It happens every time with these things. There is a complex character with unique motivations and painful growth, someone that is one bad thing away from completely snapping, and when they do, they deeply regret it and try to undo the damage not because "it's the right thing" but because nobody deserves to suffer like they did.....
and people point at them and say "haha evil crazy lady"
[Yes, it's usually a woman (I wonder why 😁 )]
(rant under the cut) (yes there are spoilers)
If the villain of the movie had been idk, Mordo, or another version of Strange that snapped or something, the ending wouldn't have been so crappy. Hell, they did the same fucking storyline with 'What If...?' chapter 4, when Strange messes up his universe real bad to bring Christine back to life. And that man? The man gets his redemption. He is a little mew mew. He 'sacrifices himself for the greater good' and lives the rest of his life atoning for what he did.
Wanda is a caricature of herself. The Scarlet Witch my ass. It was just an excuse to validate the 'evil crazy lady' thing they had been pushing her character into until now.
For what? For her ending to be "oh nooooo, i had become a monster oh noooo i will collapse this building over meeeee". It took what? 3 minutes? 5 minutes, tops? In a 2 hour movie that did some amazing shots showing a bloodied and red eyed crazy evil lady she suddenly changes her mind because her kiddies are like ¨noooo, evil crazy lady please dont kill usssss"
Give me a fucking break
Michael Waldron, the writer, is not good! I checked who the hell was this man and why I hated the movie so bad and lo and behold, he did Loki and the 5th season of Community. Guess what are the main complaints about those two?
Bad writing.
I am not saying that everything bad about this movie is because of this 1 man, but...
I am so angry
Let's not fucking start with the whole "yeah she's a good person but at the end of Wandavision she was reading the Darkhold so she was planning this all along and had been playing nice 😆"
No????
It is explicitly said in the movie that the Darkhold "uses your deep desires and corrupts you completely" and that "it's influence is almost inescapable" and when Dr Strange has to use the Darkhold everyone is like ohhhh, please dont go to the dark side, we love you, I have your hand, etc etc etc
Wanda? Nah, she's just a crazy bitch. She deserves to die. Darkhold? What Darkhold influence? She's been evil from the start!
WANDA LET GO OF HER DREAM BECAUSE SHE KNEW THE CONSEQUENCES OF FORCING IT TO BECOME REALITY
She just wanted to learn how to use her magic so it didn't happen again. Nobody ever cared about her or trained her. The people that cared, died for a cause that wasn't theirs.
How freaking sad is that?
(and people would know if they saw Wandavision)

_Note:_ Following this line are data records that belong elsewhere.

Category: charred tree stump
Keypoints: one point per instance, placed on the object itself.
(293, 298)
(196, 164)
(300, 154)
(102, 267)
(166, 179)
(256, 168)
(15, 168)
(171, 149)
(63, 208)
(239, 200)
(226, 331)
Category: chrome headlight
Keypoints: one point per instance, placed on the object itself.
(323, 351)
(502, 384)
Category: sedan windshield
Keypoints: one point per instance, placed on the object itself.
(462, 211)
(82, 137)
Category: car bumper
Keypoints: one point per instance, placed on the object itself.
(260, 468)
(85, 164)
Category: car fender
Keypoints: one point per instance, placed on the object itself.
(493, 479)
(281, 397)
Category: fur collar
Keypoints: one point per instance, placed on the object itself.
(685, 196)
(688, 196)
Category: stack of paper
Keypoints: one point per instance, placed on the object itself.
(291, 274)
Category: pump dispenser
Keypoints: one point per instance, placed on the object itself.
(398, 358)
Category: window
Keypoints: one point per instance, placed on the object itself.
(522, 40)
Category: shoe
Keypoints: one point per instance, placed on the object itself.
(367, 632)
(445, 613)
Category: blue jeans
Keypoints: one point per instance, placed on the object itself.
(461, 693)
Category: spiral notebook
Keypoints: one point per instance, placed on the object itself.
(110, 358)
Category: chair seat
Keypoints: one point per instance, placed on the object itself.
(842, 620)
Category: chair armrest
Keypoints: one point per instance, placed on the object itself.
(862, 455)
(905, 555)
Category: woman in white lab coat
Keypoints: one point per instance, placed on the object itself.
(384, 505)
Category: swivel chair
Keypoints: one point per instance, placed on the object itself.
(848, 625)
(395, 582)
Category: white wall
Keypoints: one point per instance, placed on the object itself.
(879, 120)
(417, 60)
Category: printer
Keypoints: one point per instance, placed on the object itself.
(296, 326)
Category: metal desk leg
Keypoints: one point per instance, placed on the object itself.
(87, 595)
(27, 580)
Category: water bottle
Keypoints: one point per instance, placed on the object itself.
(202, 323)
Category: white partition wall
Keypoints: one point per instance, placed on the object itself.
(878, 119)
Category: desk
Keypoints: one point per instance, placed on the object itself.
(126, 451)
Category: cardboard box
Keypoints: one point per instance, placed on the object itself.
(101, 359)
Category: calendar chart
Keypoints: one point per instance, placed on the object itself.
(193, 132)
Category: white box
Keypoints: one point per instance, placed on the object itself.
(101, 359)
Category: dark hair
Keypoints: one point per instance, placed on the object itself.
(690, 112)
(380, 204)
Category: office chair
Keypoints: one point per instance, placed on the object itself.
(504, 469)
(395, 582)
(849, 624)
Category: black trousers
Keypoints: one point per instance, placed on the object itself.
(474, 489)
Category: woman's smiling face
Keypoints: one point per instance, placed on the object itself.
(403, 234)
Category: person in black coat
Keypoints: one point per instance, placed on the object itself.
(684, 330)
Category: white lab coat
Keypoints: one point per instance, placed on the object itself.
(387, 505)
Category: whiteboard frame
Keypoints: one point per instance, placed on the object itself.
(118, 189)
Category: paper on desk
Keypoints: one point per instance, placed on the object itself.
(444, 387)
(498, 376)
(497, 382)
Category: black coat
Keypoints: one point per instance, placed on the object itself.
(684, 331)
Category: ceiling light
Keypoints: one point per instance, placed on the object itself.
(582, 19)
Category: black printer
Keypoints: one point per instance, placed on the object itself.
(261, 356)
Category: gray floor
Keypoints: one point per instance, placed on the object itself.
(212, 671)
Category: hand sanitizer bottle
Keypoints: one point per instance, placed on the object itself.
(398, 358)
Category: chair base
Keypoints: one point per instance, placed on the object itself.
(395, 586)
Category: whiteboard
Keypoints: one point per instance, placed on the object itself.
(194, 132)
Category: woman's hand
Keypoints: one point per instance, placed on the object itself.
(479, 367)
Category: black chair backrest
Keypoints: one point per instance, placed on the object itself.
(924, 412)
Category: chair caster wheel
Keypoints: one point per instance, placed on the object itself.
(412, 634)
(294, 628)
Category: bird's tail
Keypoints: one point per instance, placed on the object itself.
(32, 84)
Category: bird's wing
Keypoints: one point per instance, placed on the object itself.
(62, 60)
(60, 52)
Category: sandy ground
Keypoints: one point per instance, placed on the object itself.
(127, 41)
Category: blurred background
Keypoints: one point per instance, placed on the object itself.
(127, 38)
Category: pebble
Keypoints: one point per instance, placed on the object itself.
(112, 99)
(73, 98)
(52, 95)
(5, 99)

(In any case, this movie acts as if Wandavision didn't happen so 🤷‍♀️🤷‍♀️)
MoM could have been such a great movie and it's so disappointing that nobody cares that if you take away the horror elements, the flashy CGI and the recognizable faces there's a really bad story behind.
Everyone that liked the movie. Good! I had a really good time. The pacing is great and the acting is fantastic!
But please stop praising it's plot for having "new ideas" and "daring plotlines". No. It is trash. The story is bad. We can enjoy things that are bad, but it is still bad.